もうひとつ見逃せないのが「噛む力」と脳の健康の関係です。歯が抜けたり噛みにくい状態が続いたりすると、食べる回数や噛む回数が減ってしまいます。噛む刺激が少なくなると脳への血流や神経の働きが低下し、認知症のリスクを高めることが指摘されています。
また、しっかり噛むことは消化を助け、栄養を体に取り込みやすくする効果もあります。

噛む力が弱ると栄養不足や体力低下にもつながり、全身の健康状態を左右するのです。

 

 

ご家庭でできる日常のケア

お口の健康を守るためには、毎日の小さな習慣が何より大切です。

  • 丁寧な歯磨き:朝と夜の2回は必ず、できれば毎食後磨きましょう。歯ブラシに加え、歯間ブラシやフロスを使うと効果的です。
  • 入れ歯のお手入れ:毎食後に外して流水で洗い、夜は必ず外して休ませます。専用の洗浄剤を使うとより清潔に保てます。
  • 口腔体操:「あ・い・う・べー」と口を大きく動かす体操や、舌を動かす運動は、飲み込む力や噛む力の維持に役立ちます。

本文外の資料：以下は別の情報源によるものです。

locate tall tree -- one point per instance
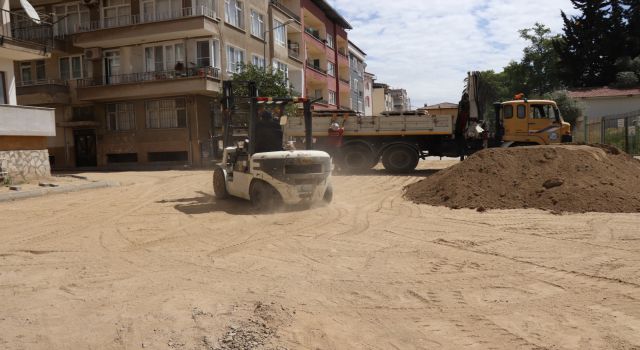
(583, 56)
(539, 61)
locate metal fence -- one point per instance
(620, 130)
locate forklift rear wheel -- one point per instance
(219, 184)
(400, 159)
(264, 197)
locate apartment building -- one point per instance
(138, 82)
(382, 100)
(401, 100)
(23, 130)
(327, 73)
(357, 66)
(369, 79)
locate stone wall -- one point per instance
(25, 165)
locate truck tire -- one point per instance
(219, 184)
(264, 197)
(357, 158)
(400, 159)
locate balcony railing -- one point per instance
(285, 9)
(41, 82)
(18, 29)
(316, 68)
(133, 78)
(123, 21)
(314, 33)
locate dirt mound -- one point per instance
(567, 178)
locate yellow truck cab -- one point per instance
(533, 122)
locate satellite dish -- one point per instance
(31, 12)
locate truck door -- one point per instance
(543, 124)
(514, 117)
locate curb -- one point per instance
(5, 197)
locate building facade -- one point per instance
(369, 79)
(139, 82)
(327, 72)
(401, 100)
(23, 130)
(357, 65)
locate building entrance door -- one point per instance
(85, 146)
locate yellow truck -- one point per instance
(399, 140)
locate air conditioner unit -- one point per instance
(94, 53)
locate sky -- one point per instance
(428, 46)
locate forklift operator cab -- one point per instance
(533, 122)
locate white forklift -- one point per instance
(267, 175)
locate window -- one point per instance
(40, 71)
(3, 90)
(279, 33)
(257, 24)
(331, 69)
(233, 13)
(235, 59)
(71, 67)
(25, 73)
(207, 53)
(120, 117)
(332, 97)
(258, 61)
(507, 112)
(70, 18)
(163, 57)
(282, 67)
(168, 113)
(116, 13)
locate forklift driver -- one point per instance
(268, 134)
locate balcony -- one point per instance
(27, 121)
(23, 39)
(205, 81)
(135, 29)
(284, 9)
(44, 92)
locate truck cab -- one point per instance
(533, 122)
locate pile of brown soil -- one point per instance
(567, 178)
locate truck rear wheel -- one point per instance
(400, 159)
(357, 158)
(264, 197)
(219, 184)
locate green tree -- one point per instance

こうした習慣はご本人の自立にもつながりますし、ご家族が声をかけて一緒に取り組むことで継続しやすくなります。

 

敬老の日に「ありがとう」と伝えると同時に、「これからも元気でいてほしい」という思いを形にするのが、お口の健康を守る第一歩です。
次回の後編では、食事を楽しむためのお口のケアや、ご家族ができるサポート、そして定期健診の大切さについてご紹介いたします(*^-^*)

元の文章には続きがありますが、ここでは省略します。